Die Idee ist einfach: Das Medikament gezielt an einer vorher festgelegten Stelle aktivieren. Die Umsetzung dieser Idee in die Realität ist jedoch komplex. Im Erfolgsfall könnte dieser Ansatz es Wissenschaftlern ermöglichen, Proteine ​​in bestimmten Körperregionen zu aktivieren oder zu deaktivieren, um deren Funktion besser zu verstehen und gezielte Behandlungen zu verbessern.

„Alles begann mit diesem methodischen Problem“, erinnert sich Monika Gota, Professorin in der Abteilung für Zellphysiologie und Stoffwechsel an der medizinischen Fakultät der UNU School of Education, die die Studie gemeinsam mit Nikolai Winsinger, Professor in der Abteilung für organische Chemie an der naturwissenschaftlichen Fakultät der UNU School of Education, initiierte und koordinierte. „Wir suchten nach einer Möglichkeit, Plk1, ein an der Zellteilung beteiligtes Protein, zu hemmen, wann und wo wir seine Funktion während der Entwicklung des Organismus besser verstehen wollten.“

„Durch die Kombination von Fachkenntnissen in Chemie und Biologie haben die Wissenschaftler das Plk1-Inhibitormolekül so konstruiert, dass es durch Lichtimpulse aktiviert werden kann. Durch einen komplexen Prozess blockierten wir das aktive Zentrum des Inhibitors mit einem Cumarin-Derivat, einer Verbindung, die natürlicherweise in bestimmten Pflanzen vorkommt.“ sagte Erstautorin Victoria von Glasenapp, Postdoktorandin in den Labors von Professor Gota am Department of Medicine und Professor Wenzinger an der School of Science.

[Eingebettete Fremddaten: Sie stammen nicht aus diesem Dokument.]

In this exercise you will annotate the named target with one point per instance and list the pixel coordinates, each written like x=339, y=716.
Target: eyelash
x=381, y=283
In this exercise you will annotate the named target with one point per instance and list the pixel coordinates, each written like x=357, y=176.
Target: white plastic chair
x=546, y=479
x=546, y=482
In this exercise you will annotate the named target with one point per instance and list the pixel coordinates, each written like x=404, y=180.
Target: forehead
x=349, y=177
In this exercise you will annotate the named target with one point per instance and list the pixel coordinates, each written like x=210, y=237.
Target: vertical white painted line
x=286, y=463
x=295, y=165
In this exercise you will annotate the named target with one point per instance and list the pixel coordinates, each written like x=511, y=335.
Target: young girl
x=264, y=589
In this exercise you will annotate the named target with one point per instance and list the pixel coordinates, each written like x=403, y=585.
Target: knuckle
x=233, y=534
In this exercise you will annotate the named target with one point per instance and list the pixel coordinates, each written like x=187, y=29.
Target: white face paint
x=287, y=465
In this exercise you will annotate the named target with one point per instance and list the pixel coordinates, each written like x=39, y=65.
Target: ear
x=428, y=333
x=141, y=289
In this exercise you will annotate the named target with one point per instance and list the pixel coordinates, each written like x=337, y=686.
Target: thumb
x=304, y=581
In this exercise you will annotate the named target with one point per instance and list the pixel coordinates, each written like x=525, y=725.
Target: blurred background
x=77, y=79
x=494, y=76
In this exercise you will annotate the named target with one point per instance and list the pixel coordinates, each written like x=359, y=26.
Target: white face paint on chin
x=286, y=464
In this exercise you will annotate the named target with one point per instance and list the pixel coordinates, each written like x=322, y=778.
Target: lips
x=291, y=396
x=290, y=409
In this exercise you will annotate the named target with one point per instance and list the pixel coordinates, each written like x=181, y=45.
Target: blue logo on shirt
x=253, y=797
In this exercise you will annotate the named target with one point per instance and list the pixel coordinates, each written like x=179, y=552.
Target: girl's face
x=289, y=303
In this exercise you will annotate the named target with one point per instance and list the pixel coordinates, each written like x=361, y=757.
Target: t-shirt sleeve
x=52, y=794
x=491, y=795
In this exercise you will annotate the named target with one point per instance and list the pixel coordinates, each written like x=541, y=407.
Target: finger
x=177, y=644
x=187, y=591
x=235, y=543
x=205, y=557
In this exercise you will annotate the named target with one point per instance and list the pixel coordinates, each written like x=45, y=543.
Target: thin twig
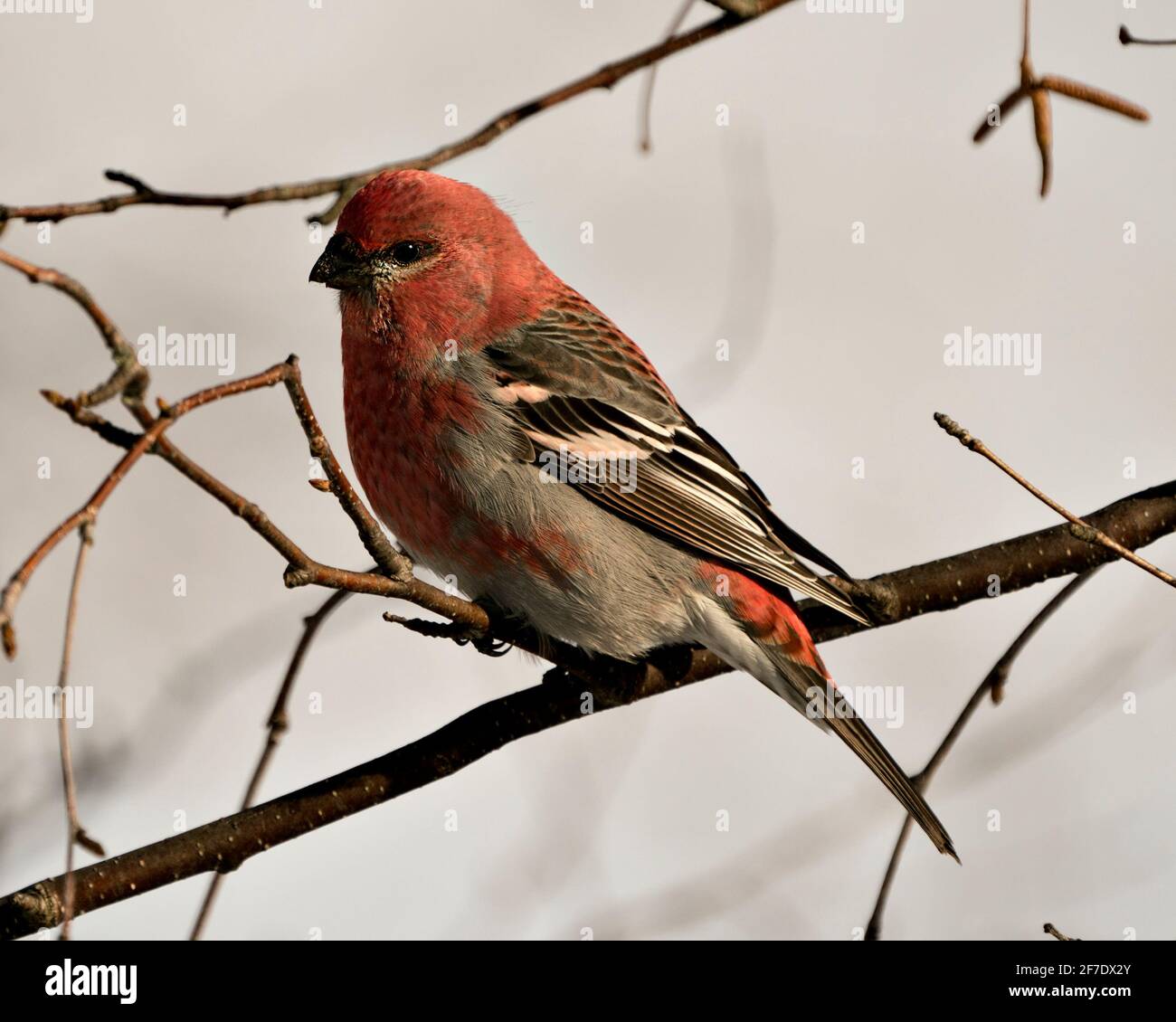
x=347, y=185
x=75, y=834
x=1054, y=932
x=1078, y=528
x=128, y=376
x=1127, y=39
x=89, y=512
x=645, y=132
x=278, y=724
x=992, y=684
x=1038, y=90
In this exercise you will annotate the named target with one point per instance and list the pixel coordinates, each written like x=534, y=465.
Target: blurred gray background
x=836, y=353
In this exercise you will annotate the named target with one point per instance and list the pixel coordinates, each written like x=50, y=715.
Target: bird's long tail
x=801, y=677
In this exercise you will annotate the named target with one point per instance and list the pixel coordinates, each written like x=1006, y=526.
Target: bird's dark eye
x=406, y=251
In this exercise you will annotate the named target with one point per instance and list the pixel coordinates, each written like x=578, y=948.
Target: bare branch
x=347, y=185
x=75, y=831
x=278, y=724
x=994, y=685
x=1083, y=531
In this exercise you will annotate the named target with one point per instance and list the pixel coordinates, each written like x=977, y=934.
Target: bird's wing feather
x=580, y=390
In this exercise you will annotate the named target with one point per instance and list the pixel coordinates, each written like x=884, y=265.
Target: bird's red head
x=427, y=258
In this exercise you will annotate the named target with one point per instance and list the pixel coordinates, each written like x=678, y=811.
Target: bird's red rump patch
x=768, y=618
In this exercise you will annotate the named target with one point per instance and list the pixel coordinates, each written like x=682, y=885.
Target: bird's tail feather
x=822, y=700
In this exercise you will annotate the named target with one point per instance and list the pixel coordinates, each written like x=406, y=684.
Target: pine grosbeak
x=470, y=371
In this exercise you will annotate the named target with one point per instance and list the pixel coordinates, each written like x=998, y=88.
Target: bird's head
x=428, y=253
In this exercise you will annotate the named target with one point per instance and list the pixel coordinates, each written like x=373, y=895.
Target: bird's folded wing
x=595, y=411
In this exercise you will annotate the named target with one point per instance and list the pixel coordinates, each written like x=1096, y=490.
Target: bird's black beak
x=342, y=265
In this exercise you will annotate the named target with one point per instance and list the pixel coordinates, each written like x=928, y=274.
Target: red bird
x=513, y=438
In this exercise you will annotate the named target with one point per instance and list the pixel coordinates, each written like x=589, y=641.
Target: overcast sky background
x=741, y=233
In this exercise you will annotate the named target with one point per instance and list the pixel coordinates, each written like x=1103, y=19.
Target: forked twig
x=1078, y=528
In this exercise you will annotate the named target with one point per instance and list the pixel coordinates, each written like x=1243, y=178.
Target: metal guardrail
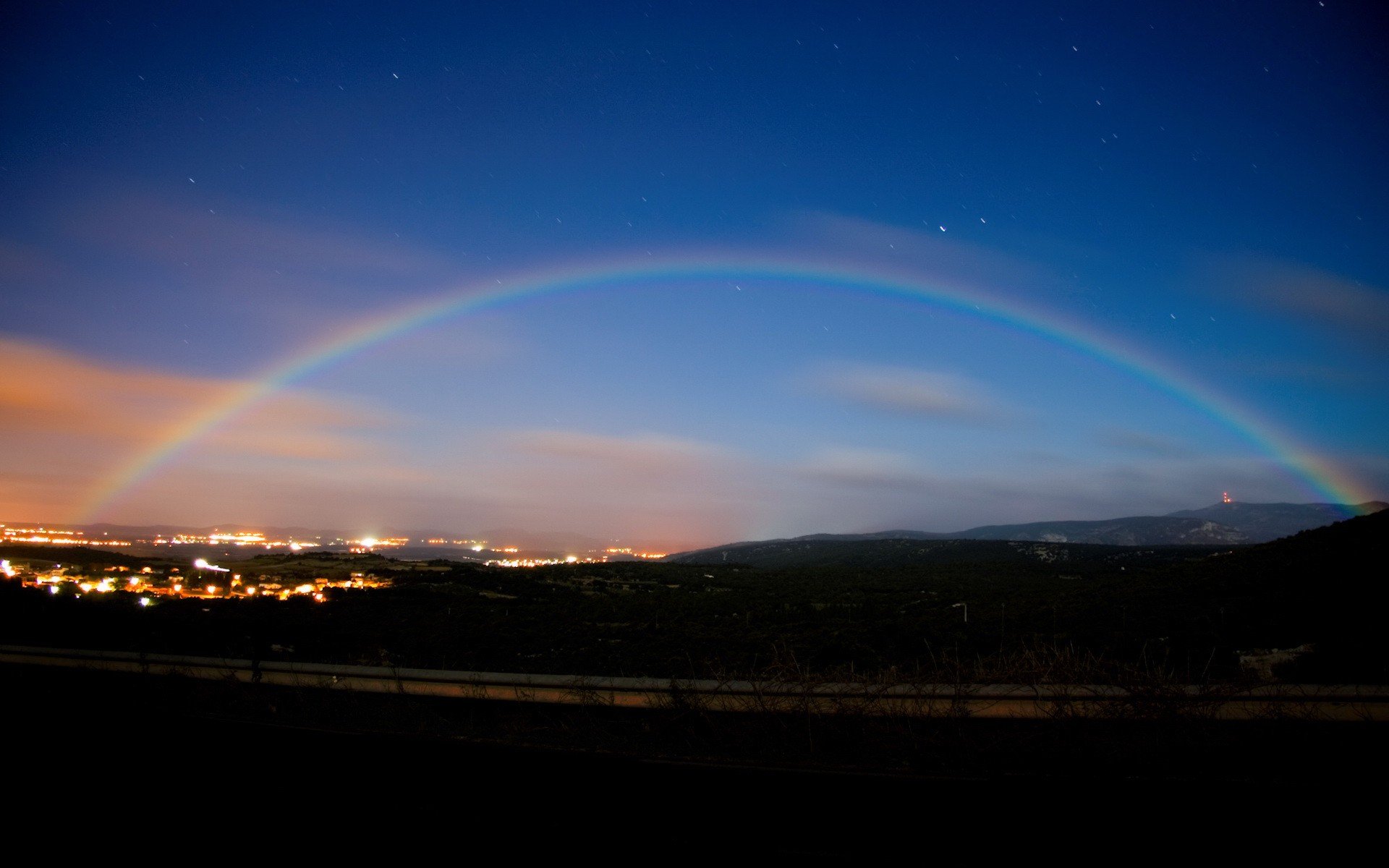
x=1025, y=702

„Die Herausforderung für uns blieb, einen Weg zu finden, den Hemmstoff genau an der Stelle im Körper zu verankern, an der er wirken muss“, erklärt Nicholas-Winsinger. „Daher haben wir den Inhibitor so modifiziert, dass er in der Zielzelle eingeschlossen wird, indem wir einen molekularen Anker hinzugefügt haben, der nur unter Licht freigesetzt wird.“ Dies ermöglichte es uns, den Inhibitor mit demselben Lichtimpuls zu aktivieren und zu verankern, wodurch Plk1 inaktiviert und die Zellteilung genau an der gewünschten Stelle gestoppt wurde. "

Das von Wissenschaftlern entwickelte System kann Licht nutzen, um die Aktivität von Molekülen in Organismen räumlich und zeitlich zu steuern. Es kann auf eine Vielzahl von Molekülen angewendet werden und aktiviert den Wirkstoff nur dort, wo er benötigt wird. So könnte in Zukunft ein einfacher Laser die Behandlung genau dort aktivieren, wo sie benötigt wird, während gleichzeitig umliegendes gesundes Gewebe geschont und so unerwünschte Nebenwirkungen begrenzt werden. „Wir hoffen, dass unsere Werkzeuge weit verbreitet sein werden und ein besseres Verständnis der Funktionsweise von Organismen und langfristig die Entwicklung ortsspezifischer Behandlungen ermöglichen werden“, schließt Monica Gotta.